I have a numpy array padded_train_x of shape (2500,500) . 我有一个numpy数组padded_train_x的形状(2500,500)

The problem is, when I try to get the shape of an element of this array like padded_train_x[0].shape it outputs (500,) but when I run it as padded_train_x[0:1] it outputs (1,500) . 问题是,当我尝试获取像padded_train_x[0].shape这样的数组元素的形状时,它输出(500,)但是当我以padded_train_x[0:1]运行它时,它输出(1,500) Why does this happen? 为什么会这样?

I'm trying to make prediction in an LSTM model using keras but I have to use padded_train_x[0:1] as the input instead of simply padded_train_x[0] 我正在尝试使用keras在LSTM模型中进行预测,但我必须使用padded_train_x[0:1]作为输入而不是简单的padded_train_x[0]

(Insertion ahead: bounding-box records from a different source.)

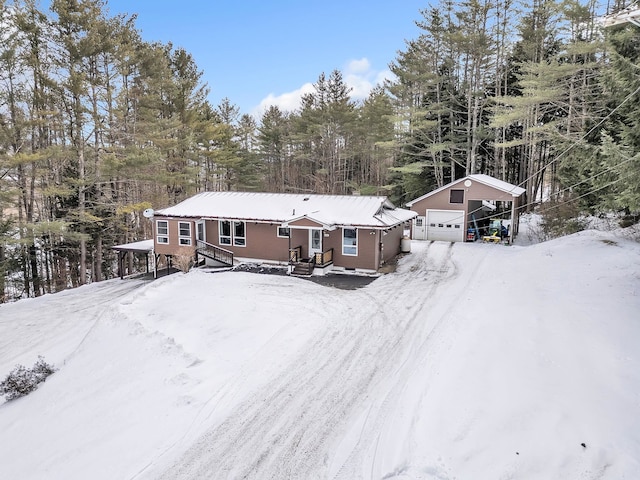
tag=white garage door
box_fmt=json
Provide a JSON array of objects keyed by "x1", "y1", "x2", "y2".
[{"x1": 427, "y1": 210, "x2": 465, "y2": 242}]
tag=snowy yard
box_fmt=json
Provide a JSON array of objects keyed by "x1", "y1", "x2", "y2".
[{"x1": 0, "y1": 231, "x2": 640, "y2": 480}]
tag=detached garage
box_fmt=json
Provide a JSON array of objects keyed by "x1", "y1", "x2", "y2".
[{"x1": 407, "y1": 174, "x2": 525, "y2": 242}]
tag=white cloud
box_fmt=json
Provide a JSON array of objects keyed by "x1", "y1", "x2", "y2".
[
  {"x1": 252, "y1": 57, "x2": 393, "y2": 118},
  {"x1": 253, "y1": 83, "x2": 314, "y2": 118}
]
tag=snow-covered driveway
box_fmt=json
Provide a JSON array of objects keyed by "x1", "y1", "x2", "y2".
[
  {"x1": 149, "y1": 242, "x2": 486, "y2": 479},
  {"x1": 0, "y1": 231, "x2": 640, "y2": 480}
]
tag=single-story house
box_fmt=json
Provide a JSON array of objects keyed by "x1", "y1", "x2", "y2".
[
  {"x1": 406, "y1": 174, "x2": 525, "y2": 242},
  {"x1": 152, "y1": 192, "x2": 417, "y2": 275}
]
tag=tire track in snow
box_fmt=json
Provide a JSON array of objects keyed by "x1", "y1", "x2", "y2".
[{"x1": 154, "y1": 244, "x2": 462, "y2": 479}]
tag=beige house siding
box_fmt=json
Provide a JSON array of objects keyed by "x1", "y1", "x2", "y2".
[
  {"x1": 153, "y1": 217, "x2": 196, "y2": 256},
  {"x1": 153, "y1": 216, "x2": 403, "y2": 271}
]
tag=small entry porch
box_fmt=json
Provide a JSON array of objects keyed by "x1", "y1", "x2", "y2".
[{"x1": 286, "y1": 224, "x2": 333, "y2": 276}]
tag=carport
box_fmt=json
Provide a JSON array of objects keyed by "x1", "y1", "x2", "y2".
[
  {"x1": 111, "y1": 240, "x2": 156, "y2": 278},
  {"x1": 406, "y1": 174, "x2": 525, "y2": 243}
]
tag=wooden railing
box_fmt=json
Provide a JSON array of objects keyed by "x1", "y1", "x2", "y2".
[
  {"x1": 196, "y1": 240, "x2": 233, "y2": 266},
  {"x1": 316, "y1": 248, "x2": 333, "y2": 267},
  {"x1": 289, "y1": 245, "x2": 302, "y2": 263}
]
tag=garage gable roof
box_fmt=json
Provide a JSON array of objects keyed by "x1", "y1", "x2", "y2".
[{"x1": 406, "y1": 173, "x2": 526, "y2": 207}]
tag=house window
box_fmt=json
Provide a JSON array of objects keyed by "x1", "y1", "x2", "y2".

That is because making slice by padded_train_x[0:1] you get 2d array: 那是因为通过padded_train_x[0:1]制作切片得到2d数组:

a = np.linspace(1024).reshape(64,-1)
b = a[0]
c = a[0:1]

b
array([ 0,  1,  2,  3,  4,  5,  6,  7,  8,  9, 10, 11, 12, 13, 14, 15])
b[0]
0

c
array([[ 0,  1,  2,  3,  4,  5,  6,  7,  8,  9, 10, 11, 12, 13, 14, 15]])
c[0]
array([ 0,  1,  2,  3,  4,  5,  6,  7,  8,  9, 10, 11, 12, 13, 14, 15])

As to why it happens, let's wait for someone more expert, not sure there really is a reason. 至于它为什么会发生,让我们等一个更专家的人,不确定是否真的有原因。

NumPy keeps dimensions when slicing and drops them when indexing. NumPy在切片时保留尺寸,并在索引时将其丢弃。 It's actually a Python thing, the same happens with lists. 它实际上是一个Python的东西,列表也是如此。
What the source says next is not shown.